Des millions de Français victimes de la maladie du soda

Trop de sodas – même light –, trop de graisses animales riches en acides gras saturés et en cholestérol et peu d’activités physiques sont un poison pour le corps./Photo DDM archives

La maladie du soda ou stéato-hépatite non alcoolique est encore largement ignorée. Pourtant, elle toucherait aujourd’hui près de 6 millions de Français. Les spécialistes sonnent l’alarme.

Alexia a à peine 30 ans et deux beaux enfants de 2 et 7 ans scolarisés en Haute-Garonne. Aujourd’hui, elle va bien. Mais demain ? Depuis 2005, la jeune femme vit avec une inconnue qui lui gâche la vie et assombrit son avenir. Dans le foie, ses taux de transaminases et de gamma GT sont à hauteur de ceux d’un alcoolique et un «voile graisseux» tapisse l’organe. Pourtant la jeune femme n’a jamais bu une goutte d’alcool et ne fume pas pour autant. À peine est-elle caractérisée par un léger surpoids.

Une menace pour nos enfants

Les yeux humides, Alexia raconte qu’elle a déjà consulté trois spécialistes à Montpellier, Toulouse et Mazamet. Elle tremble à l’idée que sa maladie soit celle du soda, autrement appelée Nash pour stéato-hépatite non alcoolique.

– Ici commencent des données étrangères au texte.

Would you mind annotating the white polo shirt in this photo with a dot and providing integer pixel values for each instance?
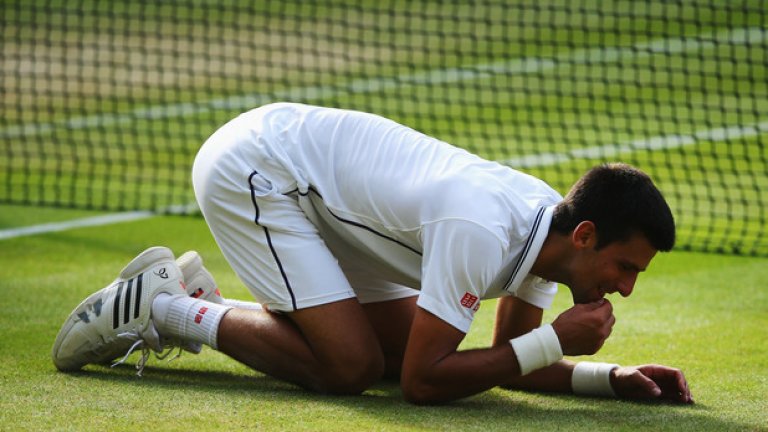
(408, 207)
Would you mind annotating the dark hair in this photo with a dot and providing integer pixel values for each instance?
(621, 201)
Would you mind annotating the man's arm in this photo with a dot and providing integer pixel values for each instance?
(434, 371)
(515, 317)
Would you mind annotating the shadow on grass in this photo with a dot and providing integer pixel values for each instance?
(491, 410)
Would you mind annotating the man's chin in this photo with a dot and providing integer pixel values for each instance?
(586, 300)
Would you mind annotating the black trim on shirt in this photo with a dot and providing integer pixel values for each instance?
(527, 247)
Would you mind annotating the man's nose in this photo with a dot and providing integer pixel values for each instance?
(626, 286)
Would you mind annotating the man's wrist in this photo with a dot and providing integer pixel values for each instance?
(593, 379)
(537, 349)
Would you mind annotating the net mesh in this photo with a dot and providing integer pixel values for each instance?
(104, 104)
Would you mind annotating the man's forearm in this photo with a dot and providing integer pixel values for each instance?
(555, 378)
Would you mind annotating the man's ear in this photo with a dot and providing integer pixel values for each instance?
(584, 235)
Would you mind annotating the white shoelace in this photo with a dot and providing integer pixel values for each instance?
(145, 352)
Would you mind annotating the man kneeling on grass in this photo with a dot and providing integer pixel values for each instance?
(369, 246)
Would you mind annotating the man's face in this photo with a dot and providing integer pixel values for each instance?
(614, 268)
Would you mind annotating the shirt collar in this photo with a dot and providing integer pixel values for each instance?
(539, 230)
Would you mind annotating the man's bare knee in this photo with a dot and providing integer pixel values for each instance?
(353, 377)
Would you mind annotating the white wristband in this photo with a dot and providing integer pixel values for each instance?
(593, 379)
(537, 349)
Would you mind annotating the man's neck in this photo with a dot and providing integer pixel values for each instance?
(554, 258)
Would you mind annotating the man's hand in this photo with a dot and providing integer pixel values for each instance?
(650, 382)
(583, 329)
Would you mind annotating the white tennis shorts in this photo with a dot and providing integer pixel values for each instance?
(252, 210)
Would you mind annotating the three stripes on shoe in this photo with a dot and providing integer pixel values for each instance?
(132, 296)
(127, 303)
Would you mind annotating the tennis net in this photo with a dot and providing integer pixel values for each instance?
(105, 103)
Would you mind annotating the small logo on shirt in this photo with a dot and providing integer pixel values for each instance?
(470, 301)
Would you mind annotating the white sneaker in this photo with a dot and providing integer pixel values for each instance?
(117, 319)
(200, 285)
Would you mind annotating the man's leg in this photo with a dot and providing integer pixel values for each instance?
(329, 348)
(391, 321)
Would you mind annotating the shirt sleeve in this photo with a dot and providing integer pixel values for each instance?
(461, 259)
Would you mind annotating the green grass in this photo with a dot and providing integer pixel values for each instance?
(706, 314)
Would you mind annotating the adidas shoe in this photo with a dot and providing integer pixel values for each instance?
(200, 285)
(198, 279)
(117, 319)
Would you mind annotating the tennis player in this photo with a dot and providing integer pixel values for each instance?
(369, 247)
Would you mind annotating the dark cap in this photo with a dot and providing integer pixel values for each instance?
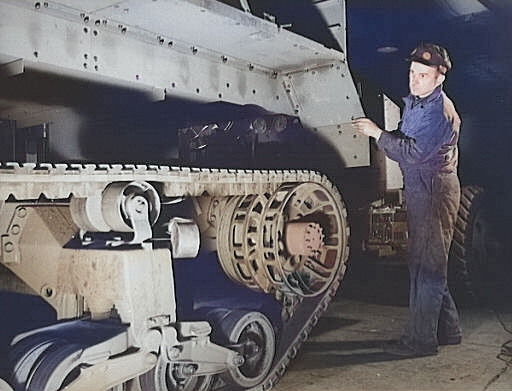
(432, 55)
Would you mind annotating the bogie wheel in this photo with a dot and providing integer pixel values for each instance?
(167, 376)
(251, 334)
(475, 264)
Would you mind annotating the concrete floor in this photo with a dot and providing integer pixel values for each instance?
(344, 351)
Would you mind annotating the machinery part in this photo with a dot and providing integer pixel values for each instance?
(4, 386)
(169, 376)
(252, 335)
(122, 207)
(185, 238)
(475, 265)
(284, 196)
(188, 360)
(387, 231)
(252, 240)
(47, 359)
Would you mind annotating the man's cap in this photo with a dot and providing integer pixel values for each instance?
(432, 55)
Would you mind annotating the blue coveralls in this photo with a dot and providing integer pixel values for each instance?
(425, 146)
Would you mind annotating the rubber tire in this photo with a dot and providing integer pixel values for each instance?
(475, 256)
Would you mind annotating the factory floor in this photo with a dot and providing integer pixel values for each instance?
(345, 352)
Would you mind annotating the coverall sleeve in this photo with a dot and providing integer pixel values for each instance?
(428, 139)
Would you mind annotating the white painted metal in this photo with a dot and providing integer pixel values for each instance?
(201, 50)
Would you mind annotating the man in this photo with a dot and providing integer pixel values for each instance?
(425, 146)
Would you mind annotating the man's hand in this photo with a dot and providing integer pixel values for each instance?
(367, 127)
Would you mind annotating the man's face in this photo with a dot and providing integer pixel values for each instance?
(423, 79)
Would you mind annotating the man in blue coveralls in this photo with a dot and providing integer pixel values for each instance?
(425, 146)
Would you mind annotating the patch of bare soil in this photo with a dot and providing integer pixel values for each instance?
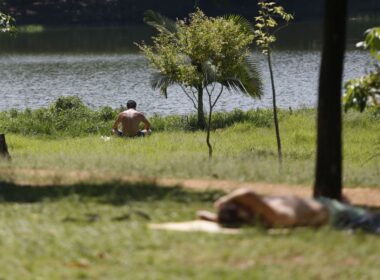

Après une biopsie du foie en 2007, il est confirmé qu’il n’y a pas d’hépatite mais la dérégulation de l’organe est un fait. Ses «atroces maux de tête», ses «vertiges» et une «fatigue invalidante» aussi. à ce jour, il n’existe aucun traitement, les marqueurs de la maladie n’ayant pas été encore définis. Le seul conseil à prendre est de perdre du poids pour tenter de se débarrasser du voile graisseux.

«Cette affection touche les personnes en surpoids, victimes d’obésité, de diabète ou de dyslipidémie» (NDLR : trop de cholestérol) commente le professeur Jean-Marc Combis, gastro-entérologue à Toulouse. Quant au diagnostic dit de certitude il ne peut être établi que par une biopsie du foie suivie d’un fibro-scan pour préciser la mesure de la fibrose. «C’est pour cela que la Nash est préoccupante, ajoute le Dr Combis. Comme toutes les maladies chroniques du foie, elle peut aboutir sur une cirrhose ou un cancer».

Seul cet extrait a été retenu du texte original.